The modern science proposed on this chapter is similar to that proposed by Popper in his book “The Logic of Scientific Discovery”. Similarly, Paul Reynolds wrote in his book “A Primer in Theory Construction” that a scientific theory must have abstractness, intersubjectivity (explicitness and rigorousness) and empirical relevance. It is argued that science does not always contain truth about the world. Instead, it is a collection of ideas that are inducted from observations and have survived systematic tests that aimed at falsifying them.

Another thought of mine was inspired by the discussion of the problems in modern science. There are basically two approaches in science nowadays: First, focus on a specific domain to explore in-depth knowledge (e.g. analyze the DNA of humans). Second, bring different disciplines together in multi- or inter-disciplinary research (e.g. the iSchool movement). I would assume that both approaches have been beneficial for the development of science. However, the specialization of science has made it more and more difficult for one person to be an expert in multiple disciplines.
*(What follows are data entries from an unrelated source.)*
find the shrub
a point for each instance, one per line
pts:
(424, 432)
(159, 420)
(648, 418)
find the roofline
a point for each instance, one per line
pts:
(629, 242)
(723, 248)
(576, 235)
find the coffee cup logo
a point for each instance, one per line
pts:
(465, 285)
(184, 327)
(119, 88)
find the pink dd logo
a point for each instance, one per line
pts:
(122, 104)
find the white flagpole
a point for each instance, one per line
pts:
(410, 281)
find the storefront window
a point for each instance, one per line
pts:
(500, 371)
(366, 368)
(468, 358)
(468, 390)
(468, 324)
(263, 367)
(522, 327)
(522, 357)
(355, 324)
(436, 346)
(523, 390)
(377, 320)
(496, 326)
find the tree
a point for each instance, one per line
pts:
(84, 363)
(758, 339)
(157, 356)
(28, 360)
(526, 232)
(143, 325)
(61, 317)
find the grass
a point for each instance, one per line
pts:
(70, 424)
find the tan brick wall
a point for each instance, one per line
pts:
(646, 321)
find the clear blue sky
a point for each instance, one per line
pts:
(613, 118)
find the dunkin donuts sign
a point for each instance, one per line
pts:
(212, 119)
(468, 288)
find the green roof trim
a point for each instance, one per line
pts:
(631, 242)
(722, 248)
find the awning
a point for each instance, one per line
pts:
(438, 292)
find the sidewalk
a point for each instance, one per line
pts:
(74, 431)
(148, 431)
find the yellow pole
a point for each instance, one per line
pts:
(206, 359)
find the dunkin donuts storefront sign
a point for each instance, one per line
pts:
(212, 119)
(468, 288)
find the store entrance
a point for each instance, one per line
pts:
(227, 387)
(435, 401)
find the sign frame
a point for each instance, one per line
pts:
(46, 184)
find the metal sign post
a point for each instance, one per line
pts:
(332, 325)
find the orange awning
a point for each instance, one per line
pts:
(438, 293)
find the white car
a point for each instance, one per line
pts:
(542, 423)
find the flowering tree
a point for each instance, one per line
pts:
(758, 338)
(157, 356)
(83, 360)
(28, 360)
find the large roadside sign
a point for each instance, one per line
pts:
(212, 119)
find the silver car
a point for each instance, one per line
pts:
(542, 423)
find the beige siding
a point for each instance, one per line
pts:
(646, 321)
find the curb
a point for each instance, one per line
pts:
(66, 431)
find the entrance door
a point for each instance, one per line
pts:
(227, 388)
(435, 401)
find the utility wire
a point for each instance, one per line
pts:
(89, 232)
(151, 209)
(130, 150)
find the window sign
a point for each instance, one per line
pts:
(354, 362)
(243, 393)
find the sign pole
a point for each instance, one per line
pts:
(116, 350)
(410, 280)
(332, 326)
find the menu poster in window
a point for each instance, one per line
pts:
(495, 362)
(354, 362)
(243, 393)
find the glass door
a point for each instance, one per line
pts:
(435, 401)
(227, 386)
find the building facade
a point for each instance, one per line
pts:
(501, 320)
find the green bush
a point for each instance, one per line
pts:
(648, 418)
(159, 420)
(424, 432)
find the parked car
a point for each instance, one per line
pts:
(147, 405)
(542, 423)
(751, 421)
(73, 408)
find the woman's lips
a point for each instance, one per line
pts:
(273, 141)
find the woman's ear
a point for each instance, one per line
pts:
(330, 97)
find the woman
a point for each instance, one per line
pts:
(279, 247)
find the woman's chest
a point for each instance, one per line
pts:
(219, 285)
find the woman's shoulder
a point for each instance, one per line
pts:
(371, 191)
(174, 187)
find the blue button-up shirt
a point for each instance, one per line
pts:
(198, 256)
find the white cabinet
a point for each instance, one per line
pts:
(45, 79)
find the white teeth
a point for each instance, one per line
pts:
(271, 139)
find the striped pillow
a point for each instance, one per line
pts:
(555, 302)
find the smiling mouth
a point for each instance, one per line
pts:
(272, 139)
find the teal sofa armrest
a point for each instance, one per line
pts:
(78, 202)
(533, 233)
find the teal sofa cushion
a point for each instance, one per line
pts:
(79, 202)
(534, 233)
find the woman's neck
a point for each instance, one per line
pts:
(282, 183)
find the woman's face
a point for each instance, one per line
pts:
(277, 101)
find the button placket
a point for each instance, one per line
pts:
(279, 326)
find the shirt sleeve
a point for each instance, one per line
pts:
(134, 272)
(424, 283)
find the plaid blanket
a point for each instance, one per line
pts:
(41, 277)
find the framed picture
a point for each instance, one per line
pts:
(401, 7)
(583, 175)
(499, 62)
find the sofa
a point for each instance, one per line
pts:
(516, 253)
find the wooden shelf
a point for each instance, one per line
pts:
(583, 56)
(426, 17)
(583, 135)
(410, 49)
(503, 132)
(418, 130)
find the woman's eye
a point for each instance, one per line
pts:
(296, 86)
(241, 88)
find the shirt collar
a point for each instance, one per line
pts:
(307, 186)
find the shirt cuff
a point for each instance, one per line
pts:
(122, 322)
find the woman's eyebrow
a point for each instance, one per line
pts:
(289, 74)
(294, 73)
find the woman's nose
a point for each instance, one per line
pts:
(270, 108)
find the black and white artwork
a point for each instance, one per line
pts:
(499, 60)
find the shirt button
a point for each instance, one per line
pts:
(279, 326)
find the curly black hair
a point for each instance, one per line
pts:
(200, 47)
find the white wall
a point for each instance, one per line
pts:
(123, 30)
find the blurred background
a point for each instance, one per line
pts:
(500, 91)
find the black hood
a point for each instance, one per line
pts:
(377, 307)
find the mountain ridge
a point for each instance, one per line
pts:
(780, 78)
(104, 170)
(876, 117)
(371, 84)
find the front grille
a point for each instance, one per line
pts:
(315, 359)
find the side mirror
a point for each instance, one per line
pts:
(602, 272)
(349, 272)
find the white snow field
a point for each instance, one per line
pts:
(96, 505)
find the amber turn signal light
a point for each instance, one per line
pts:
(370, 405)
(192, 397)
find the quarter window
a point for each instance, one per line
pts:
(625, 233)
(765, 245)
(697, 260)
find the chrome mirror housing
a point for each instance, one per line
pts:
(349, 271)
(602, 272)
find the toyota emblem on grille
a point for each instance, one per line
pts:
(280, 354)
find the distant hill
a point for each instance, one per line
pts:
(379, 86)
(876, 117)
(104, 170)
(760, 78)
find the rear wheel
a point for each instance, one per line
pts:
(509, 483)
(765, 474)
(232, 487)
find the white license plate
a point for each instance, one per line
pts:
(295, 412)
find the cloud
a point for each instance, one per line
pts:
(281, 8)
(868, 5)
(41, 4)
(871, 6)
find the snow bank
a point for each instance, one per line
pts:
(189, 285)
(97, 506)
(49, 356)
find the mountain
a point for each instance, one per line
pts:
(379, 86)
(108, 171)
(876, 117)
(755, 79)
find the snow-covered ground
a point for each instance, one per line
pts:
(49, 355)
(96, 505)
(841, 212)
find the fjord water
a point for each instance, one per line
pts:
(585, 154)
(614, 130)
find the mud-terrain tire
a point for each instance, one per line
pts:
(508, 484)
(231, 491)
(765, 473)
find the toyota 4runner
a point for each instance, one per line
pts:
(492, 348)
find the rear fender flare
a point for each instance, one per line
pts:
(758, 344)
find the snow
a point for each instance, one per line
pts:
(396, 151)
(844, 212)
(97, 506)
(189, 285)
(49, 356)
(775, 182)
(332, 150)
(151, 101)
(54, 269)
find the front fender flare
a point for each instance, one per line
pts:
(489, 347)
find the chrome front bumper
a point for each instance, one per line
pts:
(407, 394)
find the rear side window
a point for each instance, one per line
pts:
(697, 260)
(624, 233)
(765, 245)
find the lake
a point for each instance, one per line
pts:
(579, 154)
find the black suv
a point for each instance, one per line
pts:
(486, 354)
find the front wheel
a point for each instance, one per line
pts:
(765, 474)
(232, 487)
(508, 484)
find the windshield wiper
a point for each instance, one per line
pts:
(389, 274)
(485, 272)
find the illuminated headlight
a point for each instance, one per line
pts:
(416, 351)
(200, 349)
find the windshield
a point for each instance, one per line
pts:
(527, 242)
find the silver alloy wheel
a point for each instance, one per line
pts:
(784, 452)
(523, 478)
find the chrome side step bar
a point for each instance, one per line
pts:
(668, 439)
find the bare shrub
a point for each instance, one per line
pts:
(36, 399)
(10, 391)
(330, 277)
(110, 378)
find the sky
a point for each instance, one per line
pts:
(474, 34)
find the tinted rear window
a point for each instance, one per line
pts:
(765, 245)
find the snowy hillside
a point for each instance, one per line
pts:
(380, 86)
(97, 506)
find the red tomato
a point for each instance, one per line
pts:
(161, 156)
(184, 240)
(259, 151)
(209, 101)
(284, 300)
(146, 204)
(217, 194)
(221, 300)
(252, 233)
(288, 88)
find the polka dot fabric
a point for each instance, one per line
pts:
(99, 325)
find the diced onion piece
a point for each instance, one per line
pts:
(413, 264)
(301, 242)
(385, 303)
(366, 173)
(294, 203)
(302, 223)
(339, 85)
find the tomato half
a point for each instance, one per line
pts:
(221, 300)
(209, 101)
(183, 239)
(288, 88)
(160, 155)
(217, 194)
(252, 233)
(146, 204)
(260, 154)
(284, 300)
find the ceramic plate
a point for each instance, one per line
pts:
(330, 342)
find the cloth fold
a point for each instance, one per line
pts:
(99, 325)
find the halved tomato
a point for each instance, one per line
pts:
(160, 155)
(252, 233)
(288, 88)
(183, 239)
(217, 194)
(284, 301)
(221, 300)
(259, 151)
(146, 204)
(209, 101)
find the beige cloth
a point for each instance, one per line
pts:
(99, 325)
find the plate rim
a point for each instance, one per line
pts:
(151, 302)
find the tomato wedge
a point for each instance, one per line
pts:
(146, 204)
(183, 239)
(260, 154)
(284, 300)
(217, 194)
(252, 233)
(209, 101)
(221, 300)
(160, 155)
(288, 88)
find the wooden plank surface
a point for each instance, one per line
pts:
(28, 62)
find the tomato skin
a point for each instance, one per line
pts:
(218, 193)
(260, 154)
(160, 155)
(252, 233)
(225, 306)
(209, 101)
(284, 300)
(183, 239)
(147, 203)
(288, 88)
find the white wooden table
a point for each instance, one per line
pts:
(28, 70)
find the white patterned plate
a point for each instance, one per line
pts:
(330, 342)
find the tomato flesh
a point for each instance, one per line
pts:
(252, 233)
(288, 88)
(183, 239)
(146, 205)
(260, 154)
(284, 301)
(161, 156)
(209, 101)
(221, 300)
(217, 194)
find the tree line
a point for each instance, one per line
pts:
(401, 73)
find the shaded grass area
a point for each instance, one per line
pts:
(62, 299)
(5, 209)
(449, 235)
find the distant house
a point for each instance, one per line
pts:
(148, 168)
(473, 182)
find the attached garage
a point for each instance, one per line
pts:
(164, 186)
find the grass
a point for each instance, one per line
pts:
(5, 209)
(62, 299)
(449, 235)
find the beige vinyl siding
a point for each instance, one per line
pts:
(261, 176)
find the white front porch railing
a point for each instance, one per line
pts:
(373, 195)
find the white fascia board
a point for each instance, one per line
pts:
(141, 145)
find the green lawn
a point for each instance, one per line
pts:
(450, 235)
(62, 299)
It is thus rare in modern science to have someone like Galileo Galilei, who has made great contributions to mathematics, physics, astronomy and philosophy.

Is the high specialization a good thing? Maybe, because it has enabled us to know more about us and the world. However, I am afraid that when more and more scientists focus only on his narrow topics and dig deeper and deeper without a good knowledge of the consequences in other areas, the outcome of their research may not be beneficial to human beings any more.